Why Relying on AI Could Cost Investors a Shocking 40% Loss This Year—Is Your Portfolio at Risk?

Wall Street continues to show optimism toward artificial intelligence (AI), but Peter Boockvar, the Chief Investment Officer at OnePoint BFG Wealth Partners, cautions that investors should be wary of over-relying on this technology. Despite AI stocks generating significant returns in 2025, Boockvar suggests that more promising opportunities might exist beyond the AI sector.
As the new year unfolds, some of the tech industry's heavyweights, such as Nvidia, Meta Platforms, and Microsoft, have faced setbacks. Boockvar argues that the remarkable growth seen previously is unlikely to be sustainable, signaling a possible end to the era of AI dominance. "I do think in 2026 the AI tech trade is losing some steam in terms of its dominance," he stated during an interview on CNBC.

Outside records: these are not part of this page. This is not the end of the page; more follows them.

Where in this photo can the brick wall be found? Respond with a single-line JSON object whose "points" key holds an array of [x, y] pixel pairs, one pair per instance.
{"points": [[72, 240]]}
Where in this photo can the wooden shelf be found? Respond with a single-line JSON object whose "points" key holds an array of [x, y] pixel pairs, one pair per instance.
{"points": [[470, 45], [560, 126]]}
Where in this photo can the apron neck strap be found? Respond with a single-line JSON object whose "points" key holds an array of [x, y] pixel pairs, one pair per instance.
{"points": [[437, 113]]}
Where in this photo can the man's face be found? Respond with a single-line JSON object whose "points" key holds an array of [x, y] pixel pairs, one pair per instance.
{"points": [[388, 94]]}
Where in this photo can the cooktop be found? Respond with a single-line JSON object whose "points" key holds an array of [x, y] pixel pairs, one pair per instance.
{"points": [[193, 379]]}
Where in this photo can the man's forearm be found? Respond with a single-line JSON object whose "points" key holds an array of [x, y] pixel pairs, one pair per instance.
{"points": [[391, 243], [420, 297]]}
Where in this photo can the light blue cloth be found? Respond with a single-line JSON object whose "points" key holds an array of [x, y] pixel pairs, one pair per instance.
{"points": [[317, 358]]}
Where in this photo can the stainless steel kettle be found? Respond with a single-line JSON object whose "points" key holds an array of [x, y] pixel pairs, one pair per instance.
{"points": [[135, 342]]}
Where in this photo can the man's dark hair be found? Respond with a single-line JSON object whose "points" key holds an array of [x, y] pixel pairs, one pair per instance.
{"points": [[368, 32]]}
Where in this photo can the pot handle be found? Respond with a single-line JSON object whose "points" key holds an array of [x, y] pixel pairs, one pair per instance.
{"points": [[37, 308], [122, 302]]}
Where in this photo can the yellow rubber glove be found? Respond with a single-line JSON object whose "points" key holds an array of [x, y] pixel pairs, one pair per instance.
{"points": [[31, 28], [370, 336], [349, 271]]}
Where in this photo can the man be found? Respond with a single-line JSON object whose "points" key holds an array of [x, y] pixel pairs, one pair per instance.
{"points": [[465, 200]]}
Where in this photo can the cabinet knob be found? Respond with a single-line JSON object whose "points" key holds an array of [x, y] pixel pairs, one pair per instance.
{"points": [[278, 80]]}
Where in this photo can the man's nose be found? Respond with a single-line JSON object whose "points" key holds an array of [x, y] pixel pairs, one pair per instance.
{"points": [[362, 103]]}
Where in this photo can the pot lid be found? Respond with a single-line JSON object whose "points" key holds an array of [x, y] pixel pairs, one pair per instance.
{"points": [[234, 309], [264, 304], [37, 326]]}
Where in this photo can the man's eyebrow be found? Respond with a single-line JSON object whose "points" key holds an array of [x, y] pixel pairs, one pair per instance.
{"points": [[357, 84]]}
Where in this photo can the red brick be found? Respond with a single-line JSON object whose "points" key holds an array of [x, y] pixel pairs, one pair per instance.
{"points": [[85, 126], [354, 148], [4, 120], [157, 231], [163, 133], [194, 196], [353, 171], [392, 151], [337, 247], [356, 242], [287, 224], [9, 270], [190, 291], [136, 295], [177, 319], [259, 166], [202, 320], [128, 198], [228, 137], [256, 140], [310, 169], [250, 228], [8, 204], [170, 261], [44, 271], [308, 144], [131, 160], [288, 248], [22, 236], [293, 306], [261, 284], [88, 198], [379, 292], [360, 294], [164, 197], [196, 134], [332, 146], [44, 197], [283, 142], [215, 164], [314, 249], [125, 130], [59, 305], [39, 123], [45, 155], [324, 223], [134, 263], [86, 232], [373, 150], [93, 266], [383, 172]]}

Investor sentiments have been shifting, demonstrating signs of fatigue in the once-booming AI market that some may be overlooking. Boockvar points to recent market reactions to earnings reports from major players as evidence of this fatigue. For instance, the market reacted negatively to Nvidia's latest report, and Meta has faced scrutiny for its high expenditure levels.
Moreover, Boockvar highlighted the struggles of other AI-centric firms, such as Oracle, which faced disappointing Q3 earnings that raised concerns about the industry’s spending habits. He also mentioned CoreWeave, a stock that saw a staggering 90% rise in 2025, yet continued to attract worries about its high debt levels and questions over its profitability.

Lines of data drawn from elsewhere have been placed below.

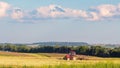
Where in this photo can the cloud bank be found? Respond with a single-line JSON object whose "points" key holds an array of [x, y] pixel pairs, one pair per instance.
{"points": [[101, 12]]}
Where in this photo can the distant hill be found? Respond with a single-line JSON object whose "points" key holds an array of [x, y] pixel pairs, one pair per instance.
{"points": [[61, 43]]}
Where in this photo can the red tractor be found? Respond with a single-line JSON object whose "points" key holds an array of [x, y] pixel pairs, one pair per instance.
{"points": [[71, 56]]}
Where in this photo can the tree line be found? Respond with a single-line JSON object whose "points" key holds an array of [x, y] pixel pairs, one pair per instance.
{"points": [[84, 50]]}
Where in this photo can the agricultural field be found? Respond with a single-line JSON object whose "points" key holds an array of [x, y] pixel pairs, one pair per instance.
{"points": [[53, 60]]}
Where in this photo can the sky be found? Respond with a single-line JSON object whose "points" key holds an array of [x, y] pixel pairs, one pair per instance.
{"points": [[29, 21]]}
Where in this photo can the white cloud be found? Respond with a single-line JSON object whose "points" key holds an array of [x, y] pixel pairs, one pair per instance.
{"points": [[101, 12], [17, 14], [3, 9], [54, 11]]}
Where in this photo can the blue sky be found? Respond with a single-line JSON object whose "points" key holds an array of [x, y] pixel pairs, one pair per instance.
{"points": [[60, 20]]}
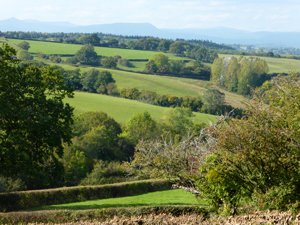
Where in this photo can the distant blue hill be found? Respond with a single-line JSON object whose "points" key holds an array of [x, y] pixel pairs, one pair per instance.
{"points": [[218, 35]]}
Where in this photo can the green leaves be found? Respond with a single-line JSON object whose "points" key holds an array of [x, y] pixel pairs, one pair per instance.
{"points": [[34, 120]]}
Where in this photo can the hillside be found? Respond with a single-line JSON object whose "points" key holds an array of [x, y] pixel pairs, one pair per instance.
{"points": [[71, 49], [121, 109], [277, 65]]}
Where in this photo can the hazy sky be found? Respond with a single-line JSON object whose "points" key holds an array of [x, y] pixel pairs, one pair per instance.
{"points": [[252, 15]]}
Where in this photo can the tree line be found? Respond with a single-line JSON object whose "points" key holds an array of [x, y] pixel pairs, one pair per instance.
{"points": [[160, 63], [195, 49], [241, 74]]}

"Investors need to not just blindly rely on that AI tech trade as the leadership group, and understand that there are a lot of other parts of the market that can do well now,"
Boockvar emphasized. His insights suggest that the market landscape is evolving, and investors must become more selective as the AI sector becomes more differentiated. He believes that the days of easy gains may be coming to an end, making it crucial to identify potential winners and losers among AI stocks.
One of Boockvar's key points involves the surge in capital expenditure (capex) in 2025, largely spurred by investments in data centers. He argues that companies need to diversify their spending beyond this singular focus. "All the capex growth in 2025 was the data center building," he stated, expressing hope that tax incentives in 2026 will allow other sectors of the economy to flourish and pick up the baton.
As the market adjusts, investors may find better prospects in sectors less tied to the volatile AI trend. The message from Boockvar is clear: caution is essential for navigating the new landscape. While AI technology may still hold promise, its role as the primary driver of market growth appears to be waning. Investors would do well to broaden their horizons and consider a more varied portfolio as the economy shifts.